Published online by Cambridge University Press: 09 October 2009
This study has suggested that contemporary states in the Asia Pacific have been shaped by history, colonial experience and the struggle for independence, and that they gained independence in forms determined by and acceptable to the metropolitan powers. The first written constitutions of the region were in fact responses to the threat of colonialism and to a desire for 'modernity'.
The 'modern' constitutions of these states have regarded law as a tool for regulating the use of public power, prescribing the rights and duties of their citizens, establishing order and conformity, and managing progress. While they contemplate constitutional amendments, they also generally proclaim the nation-state to be the most highly evolved embodiment of the people's sovereignty. Paradoxically, while most independence constitutions claim to be 'autochthonous', they were invariably influenced by the constitutions and the legal systems of their colonial masters.

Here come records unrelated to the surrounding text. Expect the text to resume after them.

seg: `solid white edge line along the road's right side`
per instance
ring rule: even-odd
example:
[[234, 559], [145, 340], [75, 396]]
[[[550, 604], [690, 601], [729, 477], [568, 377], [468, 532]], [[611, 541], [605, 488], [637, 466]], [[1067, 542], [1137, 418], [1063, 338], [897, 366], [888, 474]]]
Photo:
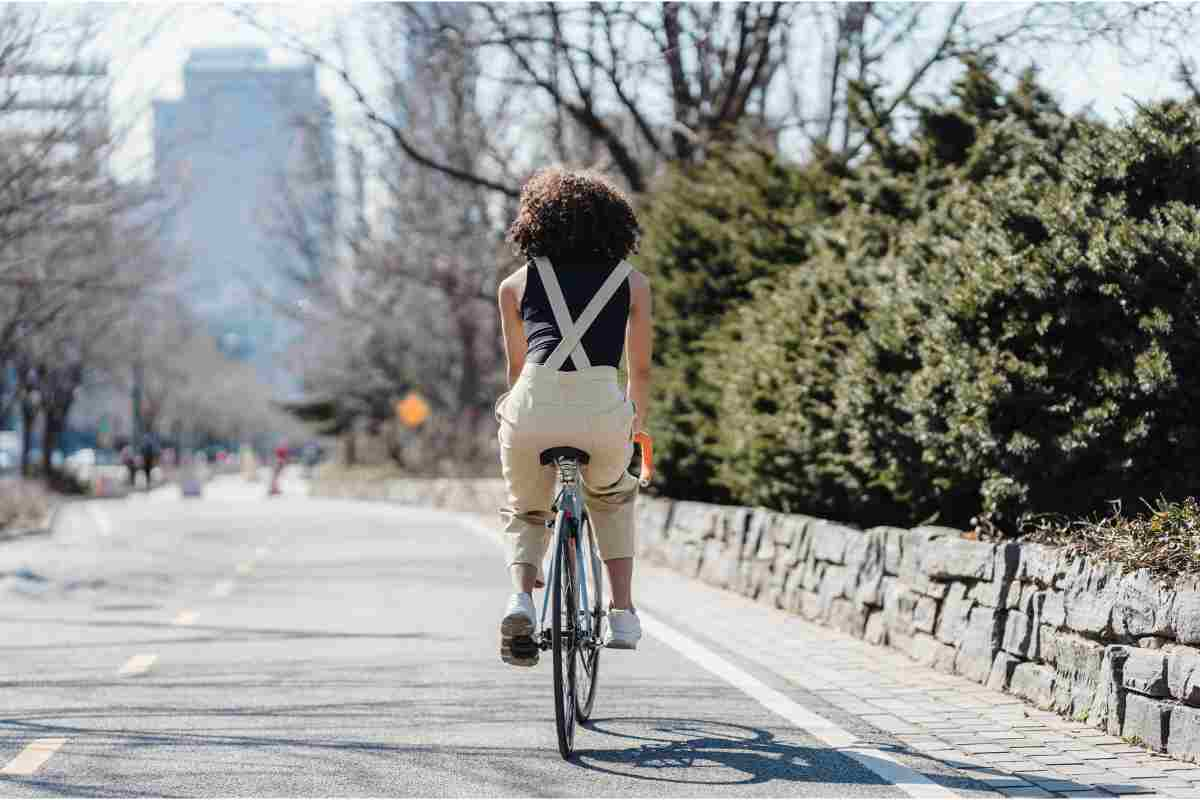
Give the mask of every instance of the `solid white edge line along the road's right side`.
[[[456, 517], [473, 533], [484, 536], [496, 545], [503, 545], [498, 530], [482, 524], [469, 515], [456, 515]], [[750, 673], [716, 655], [695, 639], [684, 636], [666, 622], [646, 614], [642, 609], [638, 609], [637, 615], [642, 621], [642, 626], [650, 636], [677, 650], [680, 655], [696, 662], [718, 678], [732, 684], [736, 688], [757, 700], [767, 710], [778, 714], [798, 728], [803, 728], [812, 734], [812, 736], [823, 741], [830, 748], [858, 762], [910, 798], [959, 796], [958, 793], [930, 781], [920, 772], [898, 760], [890, 753], [860, 742], [858, 736], [845, 728], [839, 727], [820, 714], [810, 711], [782, 692], [767, 686]]]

A majority of states in the Asia Pacific can thus be regarded as 'postcolonial' in that their constitutional values and practices were either copied from colonial authorities or established in reaction to them. They favour, as a consequence, access to the state by elites, whether as representatives or as beneficiaries. 'The language of the law' is not that of ‘the people’.
At the same time, these modern formal systems of law and political authority often intertwined with pre-existing rules of custom. Western systems based on majoritarian rule have traditionally been premised on homogeneous societies; studies of plural societies show that the permanent relegation of ethnic groups to the status of electoral minorities leads in time to dissatisfaction with the system.